EVALUATION OF THE EFFICIENCY OF OUR TEACHING PRACTICE BASED ON OSA THEORY: THE CASE OF LINEAR ALGEBRA COURSE IN B-LEARNING

We present some experiences in Undergraduate education at the Morelos State University (México) concerned to the new educational model (Blended learning) which provides flexibility in learning processes and formation of subjects. Our educational innovations have been developed in the frames of the research project “Implementation of the innovation strategies in order to attend the educational programs In Mathematics at the Faculty of Sciences”.

We consider that in the B-learning modality the traditional curricula of Linear Algebra course can be enhanced by problem-situations where students can concentrate on important concepts (instead of tedious algebraic manipulations) as well as on their interpretations of geometric and physics nature so that the visualization of many difficult situations in applications may help to grasp the underlying ideas.
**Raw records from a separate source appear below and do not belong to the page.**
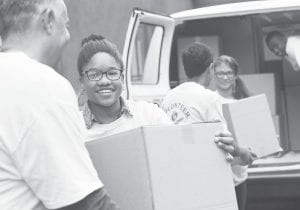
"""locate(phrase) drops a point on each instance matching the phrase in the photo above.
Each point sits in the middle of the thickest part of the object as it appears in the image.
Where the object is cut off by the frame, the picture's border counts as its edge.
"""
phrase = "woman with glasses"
(228, 84)
(105, 112)
(232, 88)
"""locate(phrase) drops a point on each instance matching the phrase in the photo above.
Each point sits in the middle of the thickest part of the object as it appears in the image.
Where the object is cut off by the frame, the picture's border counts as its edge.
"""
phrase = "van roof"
(236, 9)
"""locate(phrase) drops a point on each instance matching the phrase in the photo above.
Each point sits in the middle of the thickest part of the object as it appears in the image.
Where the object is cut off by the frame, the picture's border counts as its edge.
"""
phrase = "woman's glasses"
(97, 74)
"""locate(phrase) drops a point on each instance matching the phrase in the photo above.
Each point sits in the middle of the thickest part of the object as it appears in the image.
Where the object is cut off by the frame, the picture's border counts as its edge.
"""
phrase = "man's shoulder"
(191, 89)
(140, 106)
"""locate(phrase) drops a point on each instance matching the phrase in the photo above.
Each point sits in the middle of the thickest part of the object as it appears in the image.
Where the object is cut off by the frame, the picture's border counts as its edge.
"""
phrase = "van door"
(146, 56)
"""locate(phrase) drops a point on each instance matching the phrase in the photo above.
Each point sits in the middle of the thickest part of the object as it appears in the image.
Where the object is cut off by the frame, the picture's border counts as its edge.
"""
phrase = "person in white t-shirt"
(43, 161)
(105, 111)
(192, 102)
(231, 88)
(287, 47)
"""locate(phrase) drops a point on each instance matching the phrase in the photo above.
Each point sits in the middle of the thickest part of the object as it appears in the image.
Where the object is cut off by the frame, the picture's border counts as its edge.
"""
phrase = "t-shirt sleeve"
(53, 160)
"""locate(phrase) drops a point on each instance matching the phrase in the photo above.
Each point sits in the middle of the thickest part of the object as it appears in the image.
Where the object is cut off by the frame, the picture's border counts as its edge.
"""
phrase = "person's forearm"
(98, 200)
(245, 157)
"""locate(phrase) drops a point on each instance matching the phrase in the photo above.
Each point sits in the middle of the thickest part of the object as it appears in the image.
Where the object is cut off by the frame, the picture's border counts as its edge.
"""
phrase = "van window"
(146, 55)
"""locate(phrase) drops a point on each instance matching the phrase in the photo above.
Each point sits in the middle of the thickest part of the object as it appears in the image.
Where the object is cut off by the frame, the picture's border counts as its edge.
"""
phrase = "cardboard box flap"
(251, 123)
(172, 167)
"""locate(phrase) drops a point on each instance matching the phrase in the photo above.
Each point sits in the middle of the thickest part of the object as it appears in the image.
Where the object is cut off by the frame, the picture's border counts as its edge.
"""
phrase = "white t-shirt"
(43, 160)
(191, 102)
(137, 114)
(293, 51)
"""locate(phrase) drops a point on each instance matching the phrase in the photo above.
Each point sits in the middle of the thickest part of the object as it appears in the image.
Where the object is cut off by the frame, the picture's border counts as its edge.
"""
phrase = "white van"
(152, 56)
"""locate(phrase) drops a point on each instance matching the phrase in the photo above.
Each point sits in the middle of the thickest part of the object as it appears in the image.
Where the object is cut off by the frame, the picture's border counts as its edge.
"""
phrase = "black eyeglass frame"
(102, 73)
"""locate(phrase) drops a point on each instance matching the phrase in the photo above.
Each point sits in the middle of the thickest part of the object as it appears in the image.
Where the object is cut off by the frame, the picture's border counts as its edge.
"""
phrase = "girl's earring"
(82, 97)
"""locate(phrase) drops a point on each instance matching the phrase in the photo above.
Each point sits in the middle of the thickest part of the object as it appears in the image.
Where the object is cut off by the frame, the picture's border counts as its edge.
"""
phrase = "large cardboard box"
(251, 123)
(175, 167)
(264, 84)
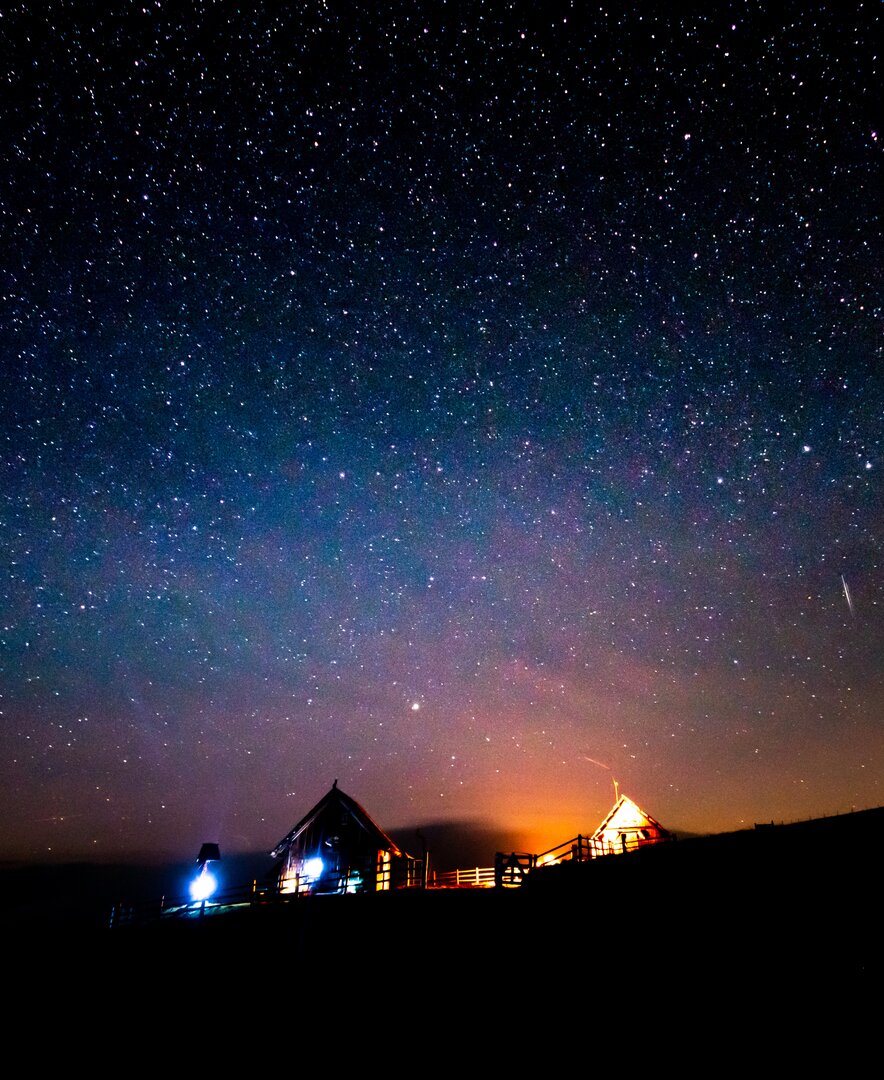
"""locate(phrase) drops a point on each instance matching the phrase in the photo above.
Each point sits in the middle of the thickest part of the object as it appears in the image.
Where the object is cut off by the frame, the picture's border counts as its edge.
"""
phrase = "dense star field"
(468, 402)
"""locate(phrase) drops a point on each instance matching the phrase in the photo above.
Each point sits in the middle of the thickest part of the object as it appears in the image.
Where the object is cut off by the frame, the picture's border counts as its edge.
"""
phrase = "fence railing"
(249, 895)
(479, 877)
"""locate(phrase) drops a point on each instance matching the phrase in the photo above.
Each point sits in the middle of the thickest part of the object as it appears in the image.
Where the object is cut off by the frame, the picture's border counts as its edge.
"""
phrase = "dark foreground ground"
(777, 923)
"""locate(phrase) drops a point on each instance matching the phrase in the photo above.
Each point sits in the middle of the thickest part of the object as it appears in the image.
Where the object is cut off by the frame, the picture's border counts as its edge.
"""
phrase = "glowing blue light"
(313, 867)
(203, 886)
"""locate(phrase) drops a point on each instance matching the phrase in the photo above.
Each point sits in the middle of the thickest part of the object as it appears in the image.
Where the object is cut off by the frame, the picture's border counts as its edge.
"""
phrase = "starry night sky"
(468, 402)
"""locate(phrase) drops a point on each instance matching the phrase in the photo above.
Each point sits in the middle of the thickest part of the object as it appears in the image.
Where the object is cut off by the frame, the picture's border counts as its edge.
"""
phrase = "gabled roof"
(626, 814)
(336, 799)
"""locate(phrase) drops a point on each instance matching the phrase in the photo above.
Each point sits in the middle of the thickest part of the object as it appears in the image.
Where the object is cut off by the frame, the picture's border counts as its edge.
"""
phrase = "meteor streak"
(847, 596)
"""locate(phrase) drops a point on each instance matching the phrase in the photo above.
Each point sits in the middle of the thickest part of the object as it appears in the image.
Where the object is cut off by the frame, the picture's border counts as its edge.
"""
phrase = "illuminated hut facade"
(337, 848)
(626, 828)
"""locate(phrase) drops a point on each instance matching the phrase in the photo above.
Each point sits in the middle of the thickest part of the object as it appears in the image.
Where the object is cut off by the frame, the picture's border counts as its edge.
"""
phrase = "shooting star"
(847, 596)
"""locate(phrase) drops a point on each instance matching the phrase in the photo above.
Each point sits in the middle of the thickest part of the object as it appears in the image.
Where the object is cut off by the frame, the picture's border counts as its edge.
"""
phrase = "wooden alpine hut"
(626, 828)
(337, 848)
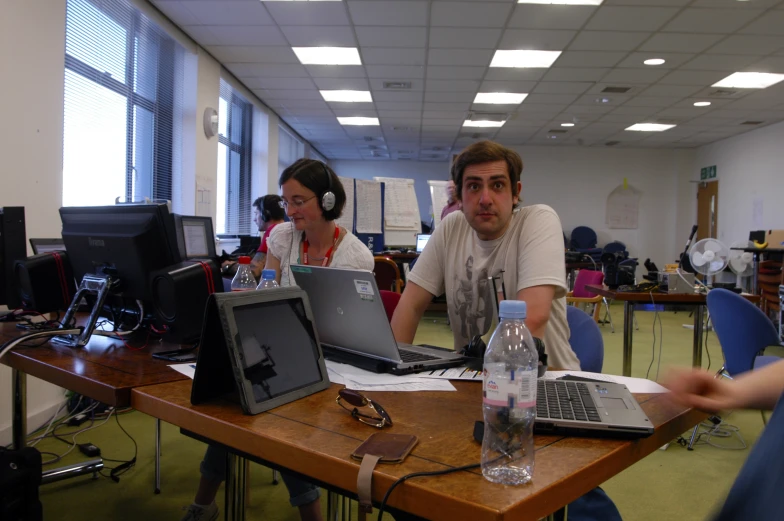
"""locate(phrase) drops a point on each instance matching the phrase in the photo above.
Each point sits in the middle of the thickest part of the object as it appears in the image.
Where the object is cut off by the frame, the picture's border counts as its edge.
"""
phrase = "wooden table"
(314, 437)
(655, 301)
(104, 370)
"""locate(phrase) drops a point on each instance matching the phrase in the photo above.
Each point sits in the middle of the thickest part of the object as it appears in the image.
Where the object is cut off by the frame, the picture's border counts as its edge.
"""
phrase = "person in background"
(313, 198)
(756, 493)
(452, 201)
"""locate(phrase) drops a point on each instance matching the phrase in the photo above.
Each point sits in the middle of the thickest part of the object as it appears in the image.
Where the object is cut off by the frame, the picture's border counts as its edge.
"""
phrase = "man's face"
(487, 198)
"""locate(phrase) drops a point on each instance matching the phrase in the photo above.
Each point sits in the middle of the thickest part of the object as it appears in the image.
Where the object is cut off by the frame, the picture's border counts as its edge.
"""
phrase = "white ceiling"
(444, 48)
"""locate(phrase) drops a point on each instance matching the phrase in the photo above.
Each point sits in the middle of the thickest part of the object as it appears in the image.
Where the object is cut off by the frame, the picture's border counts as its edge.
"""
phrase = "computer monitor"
(46, 245)
(422, 239)
(195, 237)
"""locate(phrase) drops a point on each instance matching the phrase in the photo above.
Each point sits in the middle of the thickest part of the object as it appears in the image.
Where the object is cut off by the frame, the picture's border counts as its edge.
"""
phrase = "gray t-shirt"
(530, 253)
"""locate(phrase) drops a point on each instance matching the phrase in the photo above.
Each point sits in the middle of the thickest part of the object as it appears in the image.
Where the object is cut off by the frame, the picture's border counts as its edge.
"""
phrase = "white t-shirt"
(530, 253)
(284, 241)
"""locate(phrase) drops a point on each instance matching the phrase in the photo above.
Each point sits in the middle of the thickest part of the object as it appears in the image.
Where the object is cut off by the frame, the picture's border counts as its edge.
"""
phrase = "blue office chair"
(585, 339)
(743, 331)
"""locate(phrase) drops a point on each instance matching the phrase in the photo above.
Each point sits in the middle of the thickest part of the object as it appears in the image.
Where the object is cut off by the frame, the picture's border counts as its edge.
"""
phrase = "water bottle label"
(513, 389)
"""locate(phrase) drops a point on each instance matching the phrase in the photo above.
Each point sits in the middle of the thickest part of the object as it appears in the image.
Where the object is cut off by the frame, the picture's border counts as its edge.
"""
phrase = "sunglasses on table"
(358, 400)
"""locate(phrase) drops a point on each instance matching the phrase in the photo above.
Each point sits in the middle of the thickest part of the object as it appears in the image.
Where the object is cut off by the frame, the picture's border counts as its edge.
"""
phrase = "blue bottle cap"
(513, 309)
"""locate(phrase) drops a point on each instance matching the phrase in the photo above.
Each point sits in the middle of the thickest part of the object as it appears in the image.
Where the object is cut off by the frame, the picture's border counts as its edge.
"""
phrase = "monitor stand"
(97, 285)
This approach creates the necessity to design recourses to be implemented in the MOODLE platform, to serve as useful instructions in the process of independent studies.
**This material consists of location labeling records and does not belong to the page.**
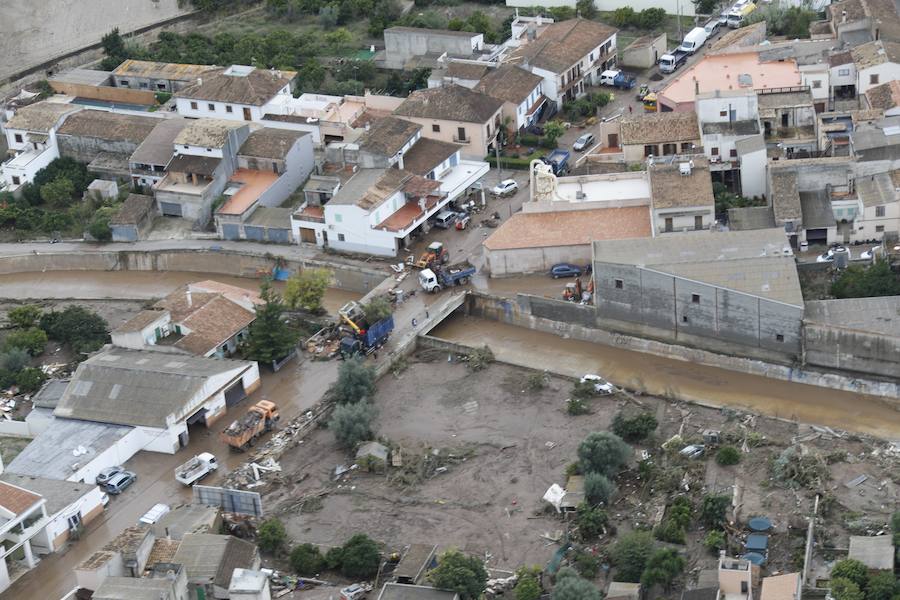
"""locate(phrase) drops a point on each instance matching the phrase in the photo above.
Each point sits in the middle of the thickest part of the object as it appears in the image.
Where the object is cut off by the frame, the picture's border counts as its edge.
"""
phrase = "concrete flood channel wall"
(570, 349)
(347, 276)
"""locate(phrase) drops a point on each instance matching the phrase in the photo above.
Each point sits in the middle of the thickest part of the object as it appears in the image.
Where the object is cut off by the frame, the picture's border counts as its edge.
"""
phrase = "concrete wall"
(226, 262)
(570, 320)
(674, 309)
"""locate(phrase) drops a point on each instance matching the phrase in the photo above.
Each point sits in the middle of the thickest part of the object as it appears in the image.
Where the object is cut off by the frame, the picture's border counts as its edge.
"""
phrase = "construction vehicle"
(558, 161)
(242, 434)
(196, 469)
(436, 253)
(434, 280)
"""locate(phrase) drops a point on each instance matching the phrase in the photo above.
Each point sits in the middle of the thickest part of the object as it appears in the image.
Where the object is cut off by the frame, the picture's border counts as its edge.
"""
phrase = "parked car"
(601, 386)
(564, 270)
(507, 187)
(119, 482)
(870, 253)
(108, 473)
(584, 142)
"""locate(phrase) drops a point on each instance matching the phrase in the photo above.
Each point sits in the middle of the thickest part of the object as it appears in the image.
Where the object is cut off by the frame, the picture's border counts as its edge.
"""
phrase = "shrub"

Analyzing the traditional teaching practice according to the work “Ontosemiotic tools for the analyzing of our own practice” (V. Font, N. Rubio, 2008), it has been detected that there are various complex mathematical objects in the linear algebra course which are not illustrated in the recommended textbooks and, as a consequence, are not explained in traditional teaching instructions.

In our work we rely upon the theory of Ontosemiotic Approach (OSA), which provides a generalized point of view of mathematical objects and their relations in terms of institutional and personal practices. The onto-semiotic approach to mathematical cognition treats the problem of meaning and the representation of knowledge; knowledge is linked to the activity in which the student should be involved. The mathematical activity plays the central role in OSA theory and is modeled in terms of system of operative and discursive practices.

In the light of this theory we propose some teaching resources which can serve for deeper understanding of basic complex mathematical objects and may help to develop intellectual activities. In order to achieve the significant mathematical activity some extra-mathematical problems have been designed to provide the active engagement of students with the real experience. As well as our guiding instructions should motivate students and create genuine interest to study these complex objects so that their multiple representations in different intra and extra mathematical contexts could be properly distinguished.

In our talk much attention will be paid to the principal trajectories which characterize the efficiency of teaching practice according to OSA Theory.